The International Monetary Fund's managing director is calling for the implementation of taxes on carbon as the most efficient way to meet climate goals within the Paris Agreement.
"We are looking at three ways: tax – the most efficient way to do it; trade – which has taken off and is quite popular; and also regulatory equivalency of pricing carbon – in other words, a sort of a shadow carbon price based on regulation, Kristalina Georgieva told the Green Swan conference on Wednesday.
Carbon taxes are an indirect form of taxation, which sets a price for emitters for each tonne of greenhouse gas that is emitted.
The Covid-19 pandemic has urged several countries to adopt net-zero standards and pledge to offset their carbon emissions and adopt energy-efficient technologies and alternative fuels.
The 2015 Paris Agreement provides a mandate for countries to lower their carbon emissions to well below 2°C (3.6F) above pre-industrial levels, preferably about 1.5°C. Carbon capture, use and storage is favoured by several oil producers to green their processes and is one of the many strategies governments are adopting to reach their goal. Production of low-carbon hydrogen is also at the top of green investment agendas.

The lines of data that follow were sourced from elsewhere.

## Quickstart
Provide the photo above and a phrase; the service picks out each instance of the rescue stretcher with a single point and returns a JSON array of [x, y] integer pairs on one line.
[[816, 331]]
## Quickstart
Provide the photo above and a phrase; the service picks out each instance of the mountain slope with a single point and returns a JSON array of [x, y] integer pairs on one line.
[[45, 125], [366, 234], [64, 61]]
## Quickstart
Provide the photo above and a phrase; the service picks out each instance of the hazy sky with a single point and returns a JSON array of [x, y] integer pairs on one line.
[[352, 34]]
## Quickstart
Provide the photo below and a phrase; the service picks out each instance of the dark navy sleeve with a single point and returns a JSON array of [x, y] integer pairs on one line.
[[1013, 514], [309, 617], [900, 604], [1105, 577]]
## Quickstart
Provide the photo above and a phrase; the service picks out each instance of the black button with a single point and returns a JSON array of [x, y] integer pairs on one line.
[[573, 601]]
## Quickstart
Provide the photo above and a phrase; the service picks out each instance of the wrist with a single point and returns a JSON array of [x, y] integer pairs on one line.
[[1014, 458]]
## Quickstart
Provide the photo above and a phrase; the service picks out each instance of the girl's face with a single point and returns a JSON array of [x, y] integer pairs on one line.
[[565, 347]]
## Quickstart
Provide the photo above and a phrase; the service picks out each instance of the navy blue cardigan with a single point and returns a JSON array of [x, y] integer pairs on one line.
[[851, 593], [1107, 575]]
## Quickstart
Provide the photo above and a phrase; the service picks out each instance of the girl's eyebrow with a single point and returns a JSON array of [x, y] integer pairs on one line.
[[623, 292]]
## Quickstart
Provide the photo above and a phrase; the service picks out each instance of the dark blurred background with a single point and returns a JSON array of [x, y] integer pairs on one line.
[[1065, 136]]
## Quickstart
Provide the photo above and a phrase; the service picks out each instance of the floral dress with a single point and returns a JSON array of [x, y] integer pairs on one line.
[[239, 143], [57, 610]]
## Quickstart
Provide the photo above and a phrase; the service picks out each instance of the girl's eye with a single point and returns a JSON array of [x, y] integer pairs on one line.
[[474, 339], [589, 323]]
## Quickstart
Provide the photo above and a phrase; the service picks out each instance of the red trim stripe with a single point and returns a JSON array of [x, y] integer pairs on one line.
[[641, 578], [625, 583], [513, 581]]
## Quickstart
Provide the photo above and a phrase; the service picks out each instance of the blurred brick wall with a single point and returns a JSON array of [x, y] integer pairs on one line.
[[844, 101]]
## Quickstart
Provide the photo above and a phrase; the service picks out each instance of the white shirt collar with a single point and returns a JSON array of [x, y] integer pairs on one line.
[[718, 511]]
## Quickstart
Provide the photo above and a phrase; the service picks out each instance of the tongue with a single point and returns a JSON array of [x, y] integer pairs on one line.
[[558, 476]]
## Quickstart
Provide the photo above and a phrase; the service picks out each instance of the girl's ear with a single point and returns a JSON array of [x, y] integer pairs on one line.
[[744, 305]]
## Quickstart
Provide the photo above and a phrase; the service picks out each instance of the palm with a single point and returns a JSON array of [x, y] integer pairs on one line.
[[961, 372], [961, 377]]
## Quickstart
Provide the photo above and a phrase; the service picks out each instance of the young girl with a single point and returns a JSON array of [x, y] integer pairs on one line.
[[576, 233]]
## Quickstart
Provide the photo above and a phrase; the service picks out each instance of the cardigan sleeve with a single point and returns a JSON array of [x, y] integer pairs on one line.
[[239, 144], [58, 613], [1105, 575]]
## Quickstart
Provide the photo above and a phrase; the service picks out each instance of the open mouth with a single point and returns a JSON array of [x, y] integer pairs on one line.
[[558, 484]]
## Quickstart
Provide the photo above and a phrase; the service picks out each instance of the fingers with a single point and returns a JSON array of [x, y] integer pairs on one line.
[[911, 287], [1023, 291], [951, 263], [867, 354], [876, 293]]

The Paris Agreement also aims to limit the amount of greenhouse gases emitted by human activity to the same levels that trees, soil and oceans can absorb naturally.
"We do not have time to waste. Today, we have 23 per cent of carbon emissions being covered by tax or trade – we don't have exactly the number for regulatory equivalency – and it has jumped by 5 percentage points in just this last year. So, we are on the right track, but we have a long way to go," Ms Georgieva told the conference.
She urged countries to price carbon and to "do it fast".
"How we go about pricing carbon in different country situations, and at what level to pricing, is a top of mind priority," she added.
The IMF includes climate risks in its assessments and is looking at challenges stemming from physical and transition risks.
Stress-testing, managing climate risks through supervisory frameworks and narrowing the scope for greenwashing by coming up with smaller, credible frameworks and standards are among ways to mitigate these risks, she added.
Following the integration of climate into its assessments, the IMF has engaged with 30 countries, including the UK, Canada, Germany, South Korea, and the US.
China and India will be included in its assessments soon, Ms Georgieva said.
"We are going to cover all top 20 emitters within two years. When we engage with countries on mitigation policies, our top priority is to help them shape the incentive environment for public and private investments and consumer behaviour – to change and shift to low-carbon intensity," she said.
She also recommended green investment as a method of lowering the impact of climate risks. So far this year, 140 financial institutions have invested $203 billion in bonds and loans in green projects, compared with $189bn in hydrocarbons.
The biggest challenge is a lack of uniformity in standards for assessments, she said.
"Two hundred frameworks is a little too much to handle. We have to narrow this down and accept that mandatory reporting can only be done when we have commonalities of standardised disclosure and accepted frameworks," she said.